U.S. Army PFC Jefferson A. Osenbaugh, 26, assigned to Headquarters Co., 1st Battalion, 358th Infantry Regiment, 90th Infantry Division, was killed in action on June 11, 1944.
U.S. Army Staff Sgt. Richard L. Patterson, 24, of Chariton, assigned to the 300th Engineer Combat Battalion, was lost in the English Channel on June 19, 1944, when the LST he was aboard, bound from England to the French coast, was struck by a German mine.
The third was U.S. Army Pvt. Raymond D. "Doc" Morrison, assigned to the 47th Regiment, 9th Infantry Division. His remains, along with those of PFC Osenbaugh, are interred in the Normandy American Cemetery, Colleville-sur-Mer. Sgt. Patterson is commemorated there on Tablets of the Missing.
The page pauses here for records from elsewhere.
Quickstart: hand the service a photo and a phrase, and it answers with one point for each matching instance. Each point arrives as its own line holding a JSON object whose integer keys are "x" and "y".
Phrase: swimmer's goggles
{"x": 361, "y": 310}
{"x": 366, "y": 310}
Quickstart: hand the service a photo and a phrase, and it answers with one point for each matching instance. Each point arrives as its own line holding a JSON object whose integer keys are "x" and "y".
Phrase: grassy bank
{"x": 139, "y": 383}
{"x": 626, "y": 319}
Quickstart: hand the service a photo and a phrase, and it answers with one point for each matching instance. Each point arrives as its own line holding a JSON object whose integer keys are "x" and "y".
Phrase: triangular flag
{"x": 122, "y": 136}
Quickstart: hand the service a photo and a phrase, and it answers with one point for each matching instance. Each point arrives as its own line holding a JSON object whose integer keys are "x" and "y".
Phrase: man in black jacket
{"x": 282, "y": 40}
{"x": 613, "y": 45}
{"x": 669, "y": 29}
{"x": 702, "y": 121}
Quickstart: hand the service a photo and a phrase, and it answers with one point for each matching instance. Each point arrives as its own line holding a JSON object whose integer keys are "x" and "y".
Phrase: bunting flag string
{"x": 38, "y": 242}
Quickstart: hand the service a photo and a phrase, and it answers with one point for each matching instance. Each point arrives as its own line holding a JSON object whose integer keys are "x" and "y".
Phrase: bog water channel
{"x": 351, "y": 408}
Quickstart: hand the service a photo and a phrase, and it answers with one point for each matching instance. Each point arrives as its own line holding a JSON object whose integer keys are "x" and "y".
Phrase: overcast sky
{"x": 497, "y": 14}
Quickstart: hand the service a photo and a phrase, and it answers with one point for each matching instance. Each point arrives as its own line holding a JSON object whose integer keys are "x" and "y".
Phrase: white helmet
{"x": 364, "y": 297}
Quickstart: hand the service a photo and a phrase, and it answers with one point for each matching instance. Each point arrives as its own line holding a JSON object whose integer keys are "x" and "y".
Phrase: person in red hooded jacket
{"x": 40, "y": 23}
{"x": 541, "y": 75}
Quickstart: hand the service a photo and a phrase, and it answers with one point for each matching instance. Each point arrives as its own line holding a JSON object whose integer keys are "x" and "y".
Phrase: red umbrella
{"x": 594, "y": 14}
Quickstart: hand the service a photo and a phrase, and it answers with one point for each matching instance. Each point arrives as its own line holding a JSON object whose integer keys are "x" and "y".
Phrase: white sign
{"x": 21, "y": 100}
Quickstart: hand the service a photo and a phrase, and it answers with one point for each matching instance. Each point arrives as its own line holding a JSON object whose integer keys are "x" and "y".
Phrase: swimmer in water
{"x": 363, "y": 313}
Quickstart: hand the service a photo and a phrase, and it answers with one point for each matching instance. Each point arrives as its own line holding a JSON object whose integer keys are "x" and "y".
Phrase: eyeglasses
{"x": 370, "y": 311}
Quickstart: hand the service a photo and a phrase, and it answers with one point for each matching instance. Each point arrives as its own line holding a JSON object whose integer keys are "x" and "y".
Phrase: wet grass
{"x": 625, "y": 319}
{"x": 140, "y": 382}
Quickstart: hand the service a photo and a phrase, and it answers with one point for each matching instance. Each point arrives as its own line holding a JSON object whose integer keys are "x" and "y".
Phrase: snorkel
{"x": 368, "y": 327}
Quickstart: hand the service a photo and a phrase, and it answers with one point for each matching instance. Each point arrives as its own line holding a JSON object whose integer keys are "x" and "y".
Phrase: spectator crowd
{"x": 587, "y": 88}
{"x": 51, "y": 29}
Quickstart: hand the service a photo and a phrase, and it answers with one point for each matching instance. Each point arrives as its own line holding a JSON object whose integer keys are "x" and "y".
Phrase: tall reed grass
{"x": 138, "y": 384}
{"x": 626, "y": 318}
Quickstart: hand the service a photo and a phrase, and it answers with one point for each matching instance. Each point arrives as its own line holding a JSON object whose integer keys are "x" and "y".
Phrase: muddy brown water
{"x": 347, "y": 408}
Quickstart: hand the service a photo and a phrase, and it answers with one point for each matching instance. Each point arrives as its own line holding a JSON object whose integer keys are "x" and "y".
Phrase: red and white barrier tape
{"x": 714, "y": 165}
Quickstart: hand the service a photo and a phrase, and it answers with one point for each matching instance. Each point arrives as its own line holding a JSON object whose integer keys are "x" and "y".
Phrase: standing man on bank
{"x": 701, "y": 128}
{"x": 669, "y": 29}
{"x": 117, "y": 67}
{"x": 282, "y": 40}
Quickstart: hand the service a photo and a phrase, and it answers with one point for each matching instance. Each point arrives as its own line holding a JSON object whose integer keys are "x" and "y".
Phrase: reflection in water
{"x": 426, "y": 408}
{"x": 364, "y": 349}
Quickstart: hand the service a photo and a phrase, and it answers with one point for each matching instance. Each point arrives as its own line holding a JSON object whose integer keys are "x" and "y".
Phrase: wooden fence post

Raymond, born Oct. 28 or Oct. 30 northeast of Russell in Cedar Township, was the youngest of 18 children. His father, John W.S. Morrison, had nine children by his first wife, Elizabeth, and nine more by his second, Raymond's mother, Mary Frances Dean. John Morrison died when his youngest son was only two years old, so Raymond was raised by his mother and older siblings.
By 1940, when Raymond was 20, he was living in Chariton with his mother and working as a truck driver. I've never been able to find a photograph, but when he was drafted, Raymond was described as a slight young man --- 5-feet-7-inches in height, 125 pounds, with blue eyes, a light complexion and black hair.
He was assigned to the 47th Infantry Regiment, a storied unit that entered combat in early November, 1942, in the campaign to secure the northern coast of Africa, when the 47th Regimental Combat Team stormed the beaches of Safi, Morocco. The 47th continued across North Africa with the Allies in their successful campaign to drive the German armies from that continent.
Landing at Palermo, Sicily, on August 1st, 1943, the regiment entered combat a week later. On August 26, Sicily was officially declared in the hands of the Allies.
On D-Day plus 4, June 10, 1944, the 47th Infantry Regiment landed on Utah Beach in Normandy. With the landing complete by June 14, its troops blocked the last escape route for the Germans in the Cotentin Peninsula and played a pivotal role in the capture of Cherbourg on June 28.
On July 10, the 9th Infantry division joined the effort to liberate St. Lo, but came under an intense attack from the German Panzer Lehr Division on July 11 --- and Raymond was among the losses.
Following the war, families were given the options of bringing their loved ones' remains home to the United States or authorizing their burial in one of the American cemeteries then being established. Raymond's family chose the latter course and so he is buried among comrades at the Normandy American Cemetery, where observances are being held today.